Combination therapy with BMP-2 and a systemic RANKL inhibitor enhances bone healing in a mouse critical-sized femoral defect.

Recombinant human BMP-2 (rhBMP-2) is a potent osteoinductive agent, but has been associated not only with bone formation, but also osteoclastogenesis and bone resorption. Osteoprotegerin (OPG) is a RANKL inhibitor that blocks differentiation and function of osteoclasts. We hypothesized that the combination of local BMP-2 (recombinant protein or a product of gene therapy) plus systemic OPG-Fc is more effective than BMP-2 alone in promoting bone repair. To test this hypothesis we used a mouse critical-sized femoral defect model. Col2.3eGFP (osteoblastic marker) male mice were treated with rhBMP-2 (group I), rhBMP-2 and systemic OPG (group II), rhBMP-2 and delayed administration of OPG (group III), mouse BM cells transduced with a lentiviral vector containing the BMP-2 gene (LV-BMP-2; group IV), LV-BMP-2 and systemic OPG (group V), a carrier alone (group VI) and administration of OPG alone (group VII). All bone defects treated with BMP-2 (alone or combined with OPG) healed, whereas minimal bone formation was noted in animals treated with the carrier alone or OPG alone. MicroCT analysis showed that bone volume (BV) in rhBMP-2+OPG and LV-BMP-2+OPG groups was significantly higher compared to rhBMP-2 alone (p<0.01) and LV-BMP-2 alone (p<0.001). Similar results were observed in histomorphometry, with rhBMP-2 alone defects exhibiting significantly lower bone area (B.Ar) compared to rhBMP-2+OPG defects (p<0.005) and LV-BMP-2 defects having a significantly lower B.Ar compared to all BMP-2+OPG treated groups (p≤0.01).

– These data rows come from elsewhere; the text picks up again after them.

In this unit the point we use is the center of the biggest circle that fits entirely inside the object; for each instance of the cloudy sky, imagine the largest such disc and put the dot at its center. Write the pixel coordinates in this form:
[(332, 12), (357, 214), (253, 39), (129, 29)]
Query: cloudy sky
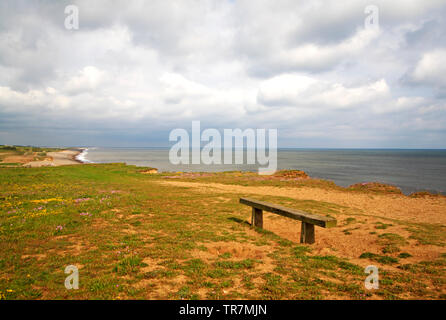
[(135, 70)]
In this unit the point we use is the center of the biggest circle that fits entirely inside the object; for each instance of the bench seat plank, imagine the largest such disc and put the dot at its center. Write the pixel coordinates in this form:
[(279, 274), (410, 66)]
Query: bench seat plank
[(321, 221)]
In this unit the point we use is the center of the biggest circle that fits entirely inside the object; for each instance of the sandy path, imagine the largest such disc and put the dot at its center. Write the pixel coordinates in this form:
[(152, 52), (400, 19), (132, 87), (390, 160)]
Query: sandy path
[(60, 158), (424, 210)]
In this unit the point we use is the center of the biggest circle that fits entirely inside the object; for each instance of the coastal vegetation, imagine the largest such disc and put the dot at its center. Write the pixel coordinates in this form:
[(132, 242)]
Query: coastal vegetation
[(134, 233)]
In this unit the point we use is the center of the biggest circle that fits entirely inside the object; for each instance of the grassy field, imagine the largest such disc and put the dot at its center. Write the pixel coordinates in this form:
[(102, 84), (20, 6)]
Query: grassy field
[(133, 236)]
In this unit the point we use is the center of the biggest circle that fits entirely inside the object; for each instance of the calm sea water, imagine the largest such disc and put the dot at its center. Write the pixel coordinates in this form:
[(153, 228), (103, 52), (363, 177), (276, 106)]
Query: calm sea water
[(411, 170)]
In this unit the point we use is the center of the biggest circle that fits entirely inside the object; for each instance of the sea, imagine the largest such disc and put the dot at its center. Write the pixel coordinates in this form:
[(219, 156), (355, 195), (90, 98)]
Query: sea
[(411, 170)]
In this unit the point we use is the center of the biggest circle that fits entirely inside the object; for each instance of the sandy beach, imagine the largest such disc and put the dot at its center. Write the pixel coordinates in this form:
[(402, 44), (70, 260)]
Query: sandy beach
[(60, 158)]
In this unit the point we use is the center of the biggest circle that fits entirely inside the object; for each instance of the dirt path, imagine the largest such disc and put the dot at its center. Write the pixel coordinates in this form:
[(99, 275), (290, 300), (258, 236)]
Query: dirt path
[(422, 210), (363, 236)]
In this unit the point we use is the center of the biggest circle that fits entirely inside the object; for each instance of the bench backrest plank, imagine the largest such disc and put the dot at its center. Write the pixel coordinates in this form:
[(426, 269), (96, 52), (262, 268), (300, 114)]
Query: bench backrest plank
[(321, 221)]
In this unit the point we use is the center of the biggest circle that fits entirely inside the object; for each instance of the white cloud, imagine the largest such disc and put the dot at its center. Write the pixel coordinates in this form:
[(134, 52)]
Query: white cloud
[(431, 69), (146, 65)]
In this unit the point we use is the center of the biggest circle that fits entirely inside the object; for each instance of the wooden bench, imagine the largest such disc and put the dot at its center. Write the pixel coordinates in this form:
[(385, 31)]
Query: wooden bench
[(308, 220)]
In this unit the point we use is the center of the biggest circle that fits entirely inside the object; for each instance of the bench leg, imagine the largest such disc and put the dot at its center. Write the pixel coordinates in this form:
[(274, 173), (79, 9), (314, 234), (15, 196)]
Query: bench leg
[(307, 233), (257, 218)]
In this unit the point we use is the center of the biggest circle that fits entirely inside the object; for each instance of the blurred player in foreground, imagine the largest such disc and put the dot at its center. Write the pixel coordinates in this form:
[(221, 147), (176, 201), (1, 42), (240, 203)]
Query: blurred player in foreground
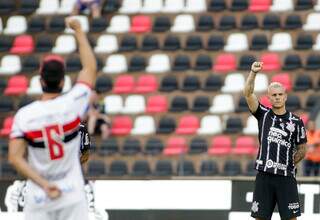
[(282, 139), (48, 131)]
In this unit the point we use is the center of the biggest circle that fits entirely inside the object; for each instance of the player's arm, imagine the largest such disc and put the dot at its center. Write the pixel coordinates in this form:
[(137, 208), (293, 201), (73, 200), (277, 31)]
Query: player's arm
[(251, 98), (88, 61), (17, 149), (300, 153)]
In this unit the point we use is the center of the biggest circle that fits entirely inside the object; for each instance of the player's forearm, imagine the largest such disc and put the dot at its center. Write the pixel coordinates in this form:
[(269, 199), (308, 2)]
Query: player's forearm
[(300, 154)]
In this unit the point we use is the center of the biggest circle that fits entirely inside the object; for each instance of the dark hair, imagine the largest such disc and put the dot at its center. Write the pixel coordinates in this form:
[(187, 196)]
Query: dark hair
[(52, 73)]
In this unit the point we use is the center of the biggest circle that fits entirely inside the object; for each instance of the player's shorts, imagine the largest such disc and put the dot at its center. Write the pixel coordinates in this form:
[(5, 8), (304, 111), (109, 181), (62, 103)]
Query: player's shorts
[(78, 211), (271, 189)]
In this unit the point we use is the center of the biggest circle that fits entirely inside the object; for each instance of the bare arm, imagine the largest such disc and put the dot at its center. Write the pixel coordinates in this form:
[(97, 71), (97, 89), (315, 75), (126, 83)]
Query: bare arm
[(300, 154), (17, 149), (251, 98), (89, 66)]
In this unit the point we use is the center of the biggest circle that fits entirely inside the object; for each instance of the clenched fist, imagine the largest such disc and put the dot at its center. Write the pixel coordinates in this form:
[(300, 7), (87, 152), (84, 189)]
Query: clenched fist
[(256, 67)]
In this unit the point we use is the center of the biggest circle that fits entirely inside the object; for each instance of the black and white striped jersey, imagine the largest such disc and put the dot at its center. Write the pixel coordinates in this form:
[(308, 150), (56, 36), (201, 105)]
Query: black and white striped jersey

TRAP staining demonstrated a major osteoclast response in the groups that did not receive OPG (rhBMP-2, LV-BMP-2 and sponge alone) beginning as early as 7days post-operatively. In conclusion, we demonstrated that locally delivered BMP-2 (recombinant protein or gene therapy) in combination with systemically administered OPG improved bone healing compared to BMP-2 alone in a mouse critical-sized bone defect. These data indicate that osteoclasts can diminish healing responses to BMP-2 and that RANKL inhibition may thus accentuate BMP-2 efficacy.